William Lee Irwin III wrote:
>> Not over a call to schedule(). In the midst of schedule().

On Thu, Sep 16, 2004 at 12:47:50PM +1000, Nick Piggin wrote:
> In a way, it is. Because after context_switch, the stack
> and registers have been replaced by the new task. So if
> current was cached somewhere before that task had scheduled
> off, then it still would be correct now that it is scheduled
> back on.
> At points *within* context_switch, current won't be right,
> but AFAIKS current is never used in there.
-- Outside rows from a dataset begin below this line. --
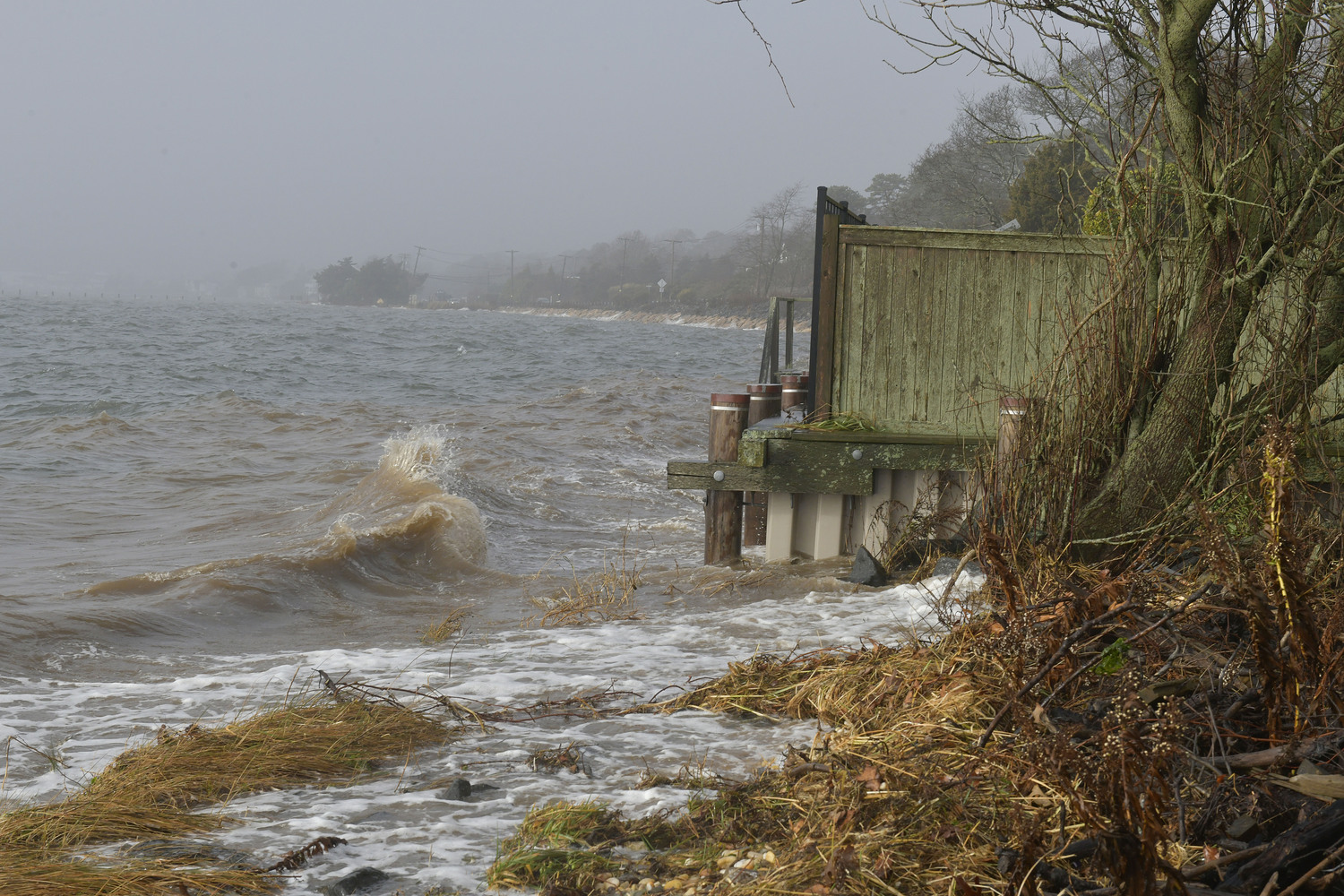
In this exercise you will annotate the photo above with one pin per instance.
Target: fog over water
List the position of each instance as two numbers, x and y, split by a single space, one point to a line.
206 503
168 140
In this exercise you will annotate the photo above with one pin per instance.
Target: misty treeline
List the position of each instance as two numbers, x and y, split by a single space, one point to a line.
378 281
994 166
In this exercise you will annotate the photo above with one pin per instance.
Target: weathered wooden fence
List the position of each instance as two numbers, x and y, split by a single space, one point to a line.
924 331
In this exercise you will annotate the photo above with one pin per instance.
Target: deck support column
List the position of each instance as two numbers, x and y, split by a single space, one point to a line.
779 527
765 403
817 525
723 509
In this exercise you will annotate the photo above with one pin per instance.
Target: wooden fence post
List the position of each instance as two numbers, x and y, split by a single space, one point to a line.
765 403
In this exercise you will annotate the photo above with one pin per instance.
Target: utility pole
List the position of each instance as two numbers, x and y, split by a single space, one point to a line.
761 263
564 265
672 276
625 246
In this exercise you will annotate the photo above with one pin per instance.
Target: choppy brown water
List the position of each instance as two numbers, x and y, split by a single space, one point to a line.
206 504
211 474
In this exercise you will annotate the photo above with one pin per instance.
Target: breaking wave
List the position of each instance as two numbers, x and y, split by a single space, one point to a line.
397 525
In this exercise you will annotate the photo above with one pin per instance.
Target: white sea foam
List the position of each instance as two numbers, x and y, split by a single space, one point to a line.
417 837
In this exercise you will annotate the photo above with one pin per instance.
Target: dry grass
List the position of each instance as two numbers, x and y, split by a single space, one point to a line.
607 594
894 801
446 627
156 791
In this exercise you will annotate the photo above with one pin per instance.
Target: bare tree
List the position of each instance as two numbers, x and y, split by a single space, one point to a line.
765 244
1220 124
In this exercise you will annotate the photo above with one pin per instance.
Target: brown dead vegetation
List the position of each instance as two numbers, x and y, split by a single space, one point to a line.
1167 721
155 791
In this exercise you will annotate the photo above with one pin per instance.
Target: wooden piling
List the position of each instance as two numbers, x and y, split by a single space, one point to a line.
793 390
1008 452
765 403
723 509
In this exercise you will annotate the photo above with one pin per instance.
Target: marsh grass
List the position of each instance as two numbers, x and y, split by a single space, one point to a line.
156 791
841 422
446 627
602 595
895 799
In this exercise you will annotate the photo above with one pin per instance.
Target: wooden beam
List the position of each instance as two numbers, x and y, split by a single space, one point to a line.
973 239
825 324
804 479
871 455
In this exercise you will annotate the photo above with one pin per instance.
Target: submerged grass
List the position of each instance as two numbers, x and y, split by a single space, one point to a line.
446 627
156 791
895 799
607 594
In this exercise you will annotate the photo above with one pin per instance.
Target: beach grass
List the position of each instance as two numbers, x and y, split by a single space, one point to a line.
158 790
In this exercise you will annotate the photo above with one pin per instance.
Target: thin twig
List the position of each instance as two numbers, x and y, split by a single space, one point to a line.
763 43
1050 664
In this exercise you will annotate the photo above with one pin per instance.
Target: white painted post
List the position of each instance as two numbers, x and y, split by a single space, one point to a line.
779 527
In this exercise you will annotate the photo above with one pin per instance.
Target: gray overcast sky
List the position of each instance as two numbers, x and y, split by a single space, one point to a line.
172 139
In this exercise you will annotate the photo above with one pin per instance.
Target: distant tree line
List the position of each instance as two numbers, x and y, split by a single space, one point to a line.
379 281
991 169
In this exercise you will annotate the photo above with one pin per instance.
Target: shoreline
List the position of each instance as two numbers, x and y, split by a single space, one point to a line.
717 322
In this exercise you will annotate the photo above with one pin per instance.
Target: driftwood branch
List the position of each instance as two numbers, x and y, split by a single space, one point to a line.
1074 637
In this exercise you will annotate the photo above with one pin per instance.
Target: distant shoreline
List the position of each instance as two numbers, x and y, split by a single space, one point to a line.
717 322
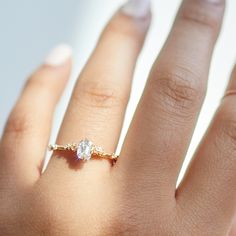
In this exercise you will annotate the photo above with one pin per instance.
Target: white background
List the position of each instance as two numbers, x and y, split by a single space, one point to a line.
29 29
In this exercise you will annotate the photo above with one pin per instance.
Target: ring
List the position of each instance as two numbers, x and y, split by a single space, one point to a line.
85 150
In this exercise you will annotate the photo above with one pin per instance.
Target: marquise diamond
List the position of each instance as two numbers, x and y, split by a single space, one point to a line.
84 150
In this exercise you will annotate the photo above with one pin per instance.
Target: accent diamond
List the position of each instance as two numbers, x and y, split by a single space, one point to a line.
84 150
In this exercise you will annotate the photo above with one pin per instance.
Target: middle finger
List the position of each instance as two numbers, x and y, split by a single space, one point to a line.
164 122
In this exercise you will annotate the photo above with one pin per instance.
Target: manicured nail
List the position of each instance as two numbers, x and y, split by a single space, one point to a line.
136 8
59 55
215 1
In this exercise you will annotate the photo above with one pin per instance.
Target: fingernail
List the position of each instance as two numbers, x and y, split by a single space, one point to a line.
136 8
59 55
215 1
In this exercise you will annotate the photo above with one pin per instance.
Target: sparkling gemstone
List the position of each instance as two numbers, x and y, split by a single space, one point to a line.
84 150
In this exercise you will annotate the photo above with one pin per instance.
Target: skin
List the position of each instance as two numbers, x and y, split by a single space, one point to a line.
138 195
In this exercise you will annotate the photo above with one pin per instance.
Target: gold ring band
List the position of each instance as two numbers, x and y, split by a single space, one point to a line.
85 149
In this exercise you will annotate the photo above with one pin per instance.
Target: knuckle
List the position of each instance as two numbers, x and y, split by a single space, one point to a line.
97 95
228 130
181 90
19 122
225 127
48 217
206 15
126 28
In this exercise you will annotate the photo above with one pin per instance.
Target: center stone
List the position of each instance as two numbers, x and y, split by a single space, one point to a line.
84 150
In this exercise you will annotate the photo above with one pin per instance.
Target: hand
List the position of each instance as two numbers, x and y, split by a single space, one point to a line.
137 195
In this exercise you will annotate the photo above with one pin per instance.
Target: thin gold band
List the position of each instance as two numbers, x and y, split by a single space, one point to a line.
84 150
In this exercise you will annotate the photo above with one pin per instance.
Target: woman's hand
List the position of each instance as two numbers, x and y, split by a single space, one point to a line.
137 195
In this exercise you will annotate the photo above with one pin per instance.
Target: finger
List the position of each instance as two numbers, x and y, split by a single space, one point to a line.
168 110
233 228
99 100
209 188
27 130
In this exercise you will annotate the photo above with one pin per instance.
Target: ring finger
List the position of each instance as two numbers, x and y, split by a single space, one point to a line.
99 99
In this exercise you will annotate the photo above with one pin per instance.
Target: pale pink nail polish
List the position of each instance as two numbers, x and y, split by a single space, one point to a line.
59 55
136 8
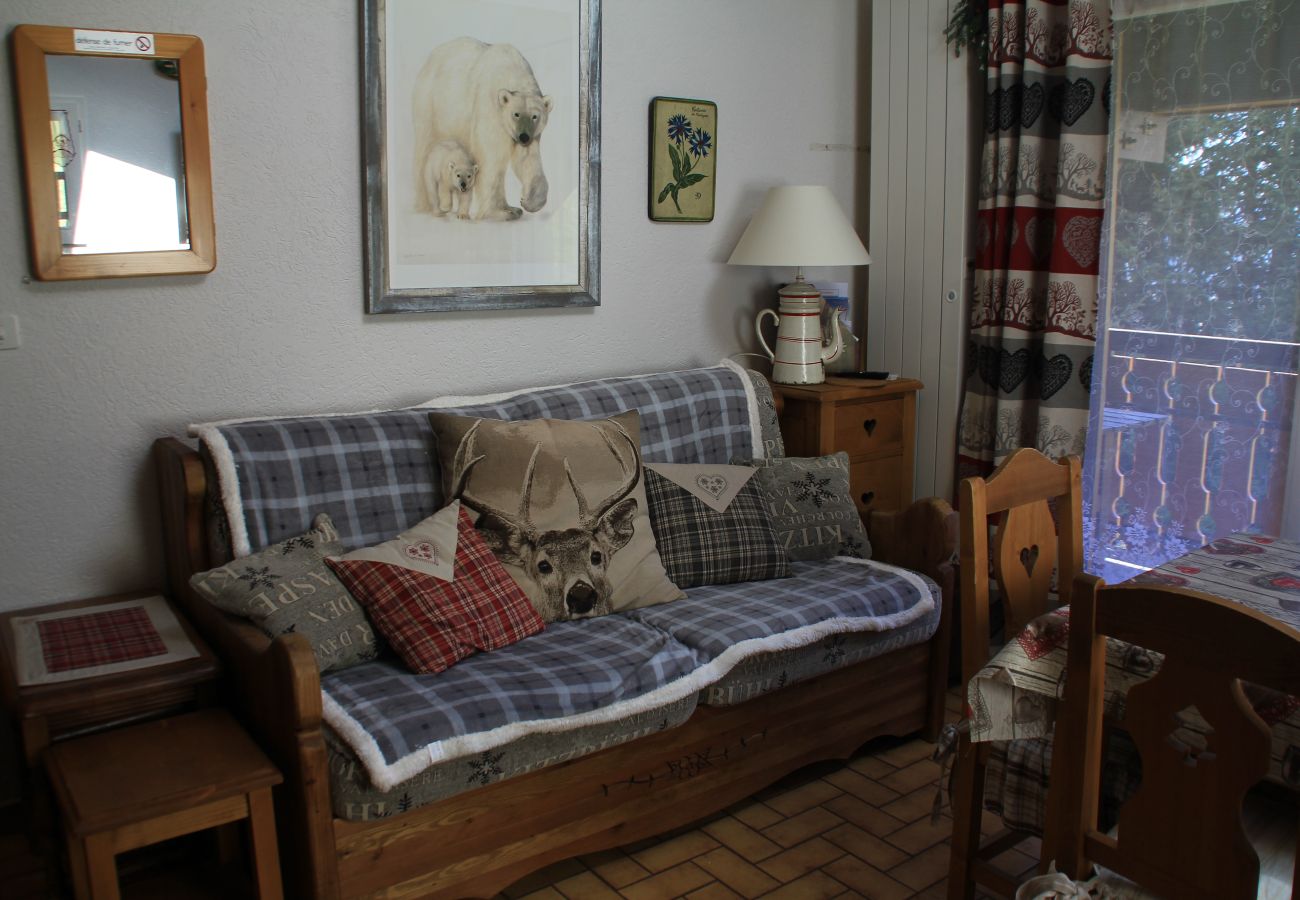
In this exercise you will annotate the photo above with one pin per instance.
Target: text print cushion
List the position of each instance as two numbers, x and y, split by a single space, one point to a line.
287 588
433 622
563 506
813 510
713 526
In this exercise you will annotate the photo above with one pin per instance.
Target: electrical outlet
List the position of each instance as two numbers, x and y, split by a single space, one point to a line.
9 334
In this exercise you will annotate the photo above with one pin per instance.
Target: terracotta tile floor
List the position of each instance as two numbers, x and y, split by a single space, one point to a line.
854 830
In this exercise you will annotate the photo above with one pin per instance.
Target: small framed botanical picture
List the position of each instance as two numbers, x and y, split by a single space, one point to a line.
683 159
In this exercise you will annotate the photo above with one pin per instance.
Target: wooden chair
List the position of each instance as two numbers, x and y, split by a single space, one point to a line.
1028 544
1181 834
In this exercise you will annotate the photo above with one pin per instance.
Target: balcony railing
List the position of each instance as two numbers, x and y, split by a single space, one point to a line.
1196 433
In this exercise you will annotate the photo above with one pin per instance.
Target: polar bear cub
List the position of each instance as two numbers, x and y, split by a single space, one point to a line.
449 176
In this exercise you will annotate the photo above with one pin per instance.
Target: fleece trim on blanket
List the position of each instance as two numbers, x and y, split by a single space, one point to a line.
222 458
386 775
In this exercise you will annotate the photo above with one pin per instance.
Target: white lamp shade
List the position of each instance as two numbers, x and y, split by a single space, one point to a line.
800 225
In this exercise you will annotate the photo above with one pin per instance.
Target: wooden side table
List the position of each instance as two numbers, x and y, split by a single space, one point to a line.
875 423
46 713
137 786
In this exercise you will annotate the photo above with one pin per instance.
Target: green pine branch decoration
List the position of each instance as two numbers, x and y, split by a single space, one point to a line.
969 27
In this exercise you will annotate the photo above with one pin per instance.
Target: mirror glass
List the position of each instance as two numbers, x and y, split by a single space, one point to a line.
115 152
118 158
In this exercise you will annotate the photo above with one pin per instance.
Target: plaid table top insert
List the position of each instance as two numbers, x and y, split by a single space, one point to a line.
99 639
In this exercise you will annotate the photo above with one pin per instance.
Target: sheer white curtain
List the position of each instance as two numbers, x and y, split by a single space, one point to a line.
1194 397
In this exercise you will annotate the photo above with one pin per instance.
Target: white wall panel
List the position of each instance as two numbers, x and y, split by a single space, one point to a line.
921 200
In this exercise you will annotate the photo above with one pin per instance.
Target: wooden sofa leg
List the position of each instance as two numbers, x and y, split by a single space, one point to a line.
939 648
967 812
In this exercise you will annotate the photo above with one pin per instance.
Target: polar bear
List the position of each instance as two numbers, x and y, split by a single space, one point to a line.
449 178
486 98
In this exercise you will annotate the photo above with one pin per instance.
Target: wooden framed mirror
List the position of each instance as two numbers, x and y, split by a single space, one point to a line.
115 142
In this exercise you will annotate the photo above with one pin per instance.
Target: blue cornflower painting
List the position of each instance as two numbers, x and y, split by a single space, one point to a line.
700 143
679 129
681 167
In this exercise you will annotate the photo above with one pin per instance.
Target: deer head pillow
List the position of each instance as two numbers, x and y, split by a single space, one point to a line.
562 505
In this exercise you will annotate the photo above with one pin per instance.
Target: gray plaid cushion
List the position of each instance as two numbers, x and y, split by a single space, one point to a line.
813 510
702 546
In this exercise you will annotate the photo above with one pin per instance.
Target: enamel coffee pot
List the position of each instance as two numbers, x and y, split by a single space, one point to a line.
800 357
800 225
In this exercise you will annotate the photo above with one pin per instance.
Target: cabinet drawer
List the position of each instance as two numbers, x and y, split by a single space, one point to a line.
876 484
862 428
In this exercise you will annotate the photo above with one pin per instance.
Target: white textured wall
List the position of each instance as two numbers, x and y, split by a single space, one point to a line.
105 367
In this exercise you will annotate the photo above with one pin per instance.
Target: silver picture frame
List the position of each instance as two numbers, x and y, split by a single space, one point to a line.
501 256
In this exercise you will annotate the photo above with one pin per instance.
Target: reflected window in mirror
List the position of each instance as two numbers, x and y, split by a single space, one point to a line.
116 152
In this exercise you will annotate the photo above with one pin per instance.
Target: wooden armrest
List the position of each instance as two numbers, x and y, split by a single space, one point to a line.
277 683
922 537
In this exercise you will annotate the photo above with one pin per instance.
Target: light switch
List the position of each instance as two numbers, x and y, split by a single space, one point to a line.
9 334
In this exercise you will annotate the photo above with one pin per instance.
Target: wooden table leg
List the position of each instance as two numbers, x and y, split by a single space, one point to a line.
265 853
967 814
77 864
102 866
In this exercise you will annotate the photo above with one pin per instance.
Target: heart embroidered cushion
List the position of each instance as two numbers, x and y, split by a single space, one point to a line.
813 511
563 506
287 588
713 526
437 593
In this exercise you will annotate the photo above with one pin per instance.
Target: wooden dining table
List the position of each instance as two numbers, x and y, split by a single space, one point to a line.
1015 695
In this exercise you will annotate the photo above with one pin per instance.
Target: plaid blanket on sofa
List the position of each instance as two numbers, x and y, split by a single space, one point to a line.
376 474
605 669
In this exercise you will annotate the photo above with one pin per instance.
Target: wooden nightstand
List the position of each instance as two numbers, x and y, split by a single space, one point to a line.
46 713
874 423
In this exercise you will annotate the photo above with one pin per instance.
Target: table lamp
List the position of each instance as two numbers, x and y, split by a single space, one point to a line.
800 225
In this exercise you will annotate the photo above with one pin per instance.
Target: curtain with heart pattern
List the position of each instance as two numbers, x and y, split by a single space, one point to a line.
1034 307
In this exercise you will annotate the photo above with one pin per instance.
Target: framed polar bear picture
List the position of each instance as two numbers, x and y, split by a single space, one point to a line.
481 122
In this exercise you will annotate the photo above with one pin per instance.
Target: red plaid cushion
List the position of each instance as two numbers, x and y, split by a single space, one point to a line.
99 639
434 624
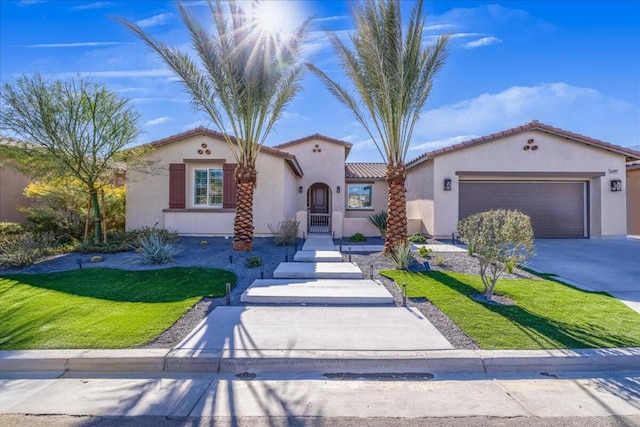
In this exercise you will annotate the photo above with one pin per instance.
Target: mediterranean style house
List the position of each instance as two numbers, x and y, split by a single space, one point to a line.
633 199
571 186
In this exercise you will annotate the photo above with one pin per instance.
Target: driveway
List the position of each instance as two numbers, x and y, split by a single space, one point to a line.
609 265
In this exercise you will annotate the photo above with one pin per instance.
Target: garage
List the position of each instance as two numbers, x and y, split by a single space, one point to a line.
557 209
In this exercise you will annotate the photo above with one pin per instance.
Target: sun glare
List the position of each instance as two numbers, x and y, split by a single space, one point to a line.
276 16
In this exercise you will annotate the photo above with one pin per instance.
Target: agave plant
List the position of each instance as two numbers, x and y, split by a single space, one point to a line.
400 255
379 220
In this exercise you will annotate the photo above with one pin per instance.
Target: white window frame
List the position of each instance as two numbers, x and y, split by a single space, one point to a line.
360 195
195 188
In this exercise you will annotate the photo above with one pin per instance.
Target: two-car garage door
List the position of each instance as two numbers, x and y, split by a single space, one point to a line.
557 209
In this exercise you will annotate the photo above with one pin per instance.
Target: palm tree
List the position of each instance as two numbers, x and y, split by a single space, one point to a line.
392 73
246 77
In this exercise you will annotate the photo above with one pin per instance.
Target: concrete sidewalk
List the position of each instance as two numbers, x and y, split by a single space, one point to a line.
436 362
322 397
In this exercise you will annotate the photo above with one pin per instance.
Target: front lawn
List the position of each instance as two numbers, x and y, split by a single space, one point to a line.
548 314
99 307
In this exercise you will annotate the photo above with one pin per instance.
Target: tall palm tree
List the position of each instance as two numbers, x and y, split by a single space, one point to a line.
392 73
246 76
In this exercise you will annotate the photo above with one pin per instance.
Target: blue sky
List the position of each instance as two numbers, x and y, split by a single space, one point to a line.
570 64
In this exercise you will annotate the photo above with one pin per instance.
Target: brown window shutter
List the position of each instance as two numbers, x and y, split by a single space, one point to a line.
177 185
229 185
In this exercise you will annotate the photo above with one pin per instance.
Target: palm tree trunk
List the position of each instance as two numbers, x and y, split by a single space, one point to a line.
93 194
243 222
397 206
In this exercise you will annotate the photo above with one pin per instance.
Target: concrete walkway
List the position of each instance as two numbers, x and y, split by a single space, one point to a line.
340 327
317 291
605 265
322 399
445 248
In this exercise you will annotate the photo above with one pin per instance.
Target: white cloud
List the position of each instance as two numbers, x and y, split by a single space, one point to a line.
158 121
485 41
331 18
154 20
79 44
22 3
577 109
439 27
132 89
287 115
120 73
195 124
94 5
445 142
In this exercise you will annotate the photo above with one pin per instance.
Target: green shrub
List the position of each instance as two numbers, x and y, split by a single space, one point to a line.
10 228
379 220
417 238
61 208
424 252
401 255
285 233
441 260
254 261
117 241
157 246
23 250
358 237
501 239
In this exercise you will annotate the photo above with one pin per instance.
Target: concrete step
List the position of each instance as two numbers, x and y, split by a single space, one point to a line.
316 291
319 244
318 256
317 270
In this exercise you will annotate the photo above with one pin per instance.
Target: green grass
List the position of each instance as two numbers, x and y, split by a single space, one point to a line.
548 314
99 307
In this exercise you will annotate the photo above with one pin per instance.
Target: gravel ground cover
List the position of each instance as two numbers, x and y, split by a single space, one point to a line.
218 253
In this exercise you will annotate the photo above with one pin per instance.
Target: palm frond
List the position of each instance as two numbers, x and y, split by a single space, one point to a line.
242 76
390 71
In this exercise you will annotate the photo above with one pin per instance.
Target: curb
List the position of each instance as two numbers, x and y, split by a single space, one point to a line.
311 361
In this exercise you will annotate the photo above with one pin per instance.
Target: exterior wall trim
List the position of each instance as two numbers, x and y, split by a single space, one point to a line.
533 174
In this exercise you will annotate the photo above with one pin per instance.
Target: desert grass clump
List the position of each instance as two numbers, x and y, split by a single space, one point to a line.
285 233
401 255
23 250
157 246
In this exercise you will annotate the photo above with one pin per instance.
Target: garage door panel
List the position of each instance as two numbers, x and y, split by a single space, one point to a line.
556 209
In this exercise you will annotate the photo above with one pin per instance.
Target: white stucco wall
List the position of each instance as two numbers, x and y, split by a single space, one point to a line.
554 154
420 205
148 195
325 166
380 199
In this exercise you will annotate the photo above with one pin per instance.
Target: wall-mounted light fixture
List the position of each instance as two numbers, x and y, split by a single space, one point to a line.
616 185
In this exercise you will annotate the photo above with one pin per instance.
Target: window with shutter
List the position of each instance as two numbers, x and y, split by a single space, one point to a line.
229 184
177 184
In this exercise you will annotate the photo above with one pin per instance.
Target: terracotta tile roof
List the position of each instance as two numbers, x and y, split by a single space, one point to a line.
201 130
533 125
345 144
375 171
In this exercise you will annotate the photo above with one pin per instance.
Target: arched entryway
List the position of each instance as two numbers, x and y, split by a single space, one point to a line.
319 208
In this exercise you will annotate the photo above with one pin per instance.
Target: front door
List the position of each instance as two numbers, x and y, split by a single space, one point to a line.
318 206
319 199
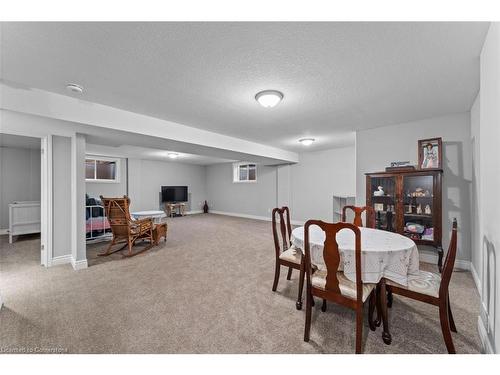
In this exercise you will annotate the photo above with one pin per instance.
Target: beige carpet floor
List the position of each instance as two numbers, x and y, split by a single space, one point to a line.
206 290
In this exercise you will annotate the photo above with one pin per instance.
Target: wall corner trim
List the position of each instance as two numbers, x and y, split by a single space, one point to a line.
79 264
245 216
487 347
63 259
476 278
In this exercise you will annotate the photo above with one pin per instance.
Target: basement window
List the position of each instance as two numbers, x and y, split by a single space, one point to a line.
101 169
244 172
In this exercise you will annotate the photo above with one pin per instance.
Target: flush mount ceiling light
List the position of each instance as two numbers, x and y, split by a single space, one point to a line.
307 141
74 88
269 98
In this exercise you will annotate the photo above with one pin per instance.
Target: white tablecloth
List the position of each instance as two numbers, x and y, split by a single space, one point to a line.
383 254
156 215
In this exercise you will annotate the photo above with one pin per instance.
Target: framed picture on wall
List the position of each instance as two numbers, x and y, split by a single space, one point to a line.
430 153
We have a clobber in inline asm and a manual barrier() so we don't need
to change anything if current were to be properly CSE'd. It's somewhat
academic; if current were (mis)used there, it would change.


-- wli

2004-09-16 03:53:14

by Albert Cahalan

[permalink] [raw]
Subject: Re: get_current is __pure__, maybe __const__ even

On Wed, 2004-09-15 at 22:36, William Lee Irwin III wrote:
> On Wed, Sep 15, 2004 at 07:15:18PM -0400, Jakub Jelinek wrote:
> >>> current will certainly change in schedule (),
>
> On Wed, Sep 15, 2004 at 10:10:20PM -0400, Albert Cahalan wrote:
> > Not really!
>
> Yes it does. The interior of schedule() is C and must be compiled also.

Sure. It doesn't matter. The part that matters is
all arch-specific assembly.

Hey, the arm port already uses __const__.
Unless the arm port is broken, there's proof.

> At some point in the past, I wrote:
> >> Why would barrier() not suffice?
>
> On Wed, Sep 15, 2004 at 10:10:20PM -0400, Albert Cahalan wrote:
> > I don't think even barrier() is needed.
> > Suppose gcc were to cache the value of
> > current over a schedule. Who cares? It'll
> > be the same after schedule() as it was
> > before.
>
> Not over a call to schedule(). In the midst of schedule().

OK, let's look.

First, there's fork/vfork/clone. At no point does
"current" change. A process comes into existance
with a ready-made current.

Second, there's sched.c with context_switch().
That does everything via switch_to, like so:

/* Here we just switch the register state and the stack. */
switch_to(prev, next, prev);

No problem. Now I only need to show that switch_to()
is safe. Unfortunately, it's arch-specific code.
I'll look at a few examples...

x86_64: assembly, and thus OK
i386: assembly, and thus OK
ppc: assembly, and thus OK
arm: already uses __const__ :-)

To find a problem, you need to find an arch which
runs C code with current being inconsistent with
the stack or registers. That would be wild and evil.
In any case, adding __attribute__((__const__)) is
an arch-specific change. A truly evil arch running
C code with an inconsistent current can just leave
off the attribute or, better yet, stop being evil.


2004-09-16 04:00:00

by William Lee Irwin III

[permalink] [raw]
Subject: Re: get_current is __pure__, maybe __const__ even

On Wed, 2004-09-15 at 22:36, William Lee Irwin III wrote:
>> Not over a call to schedule(). In the midst of schedule().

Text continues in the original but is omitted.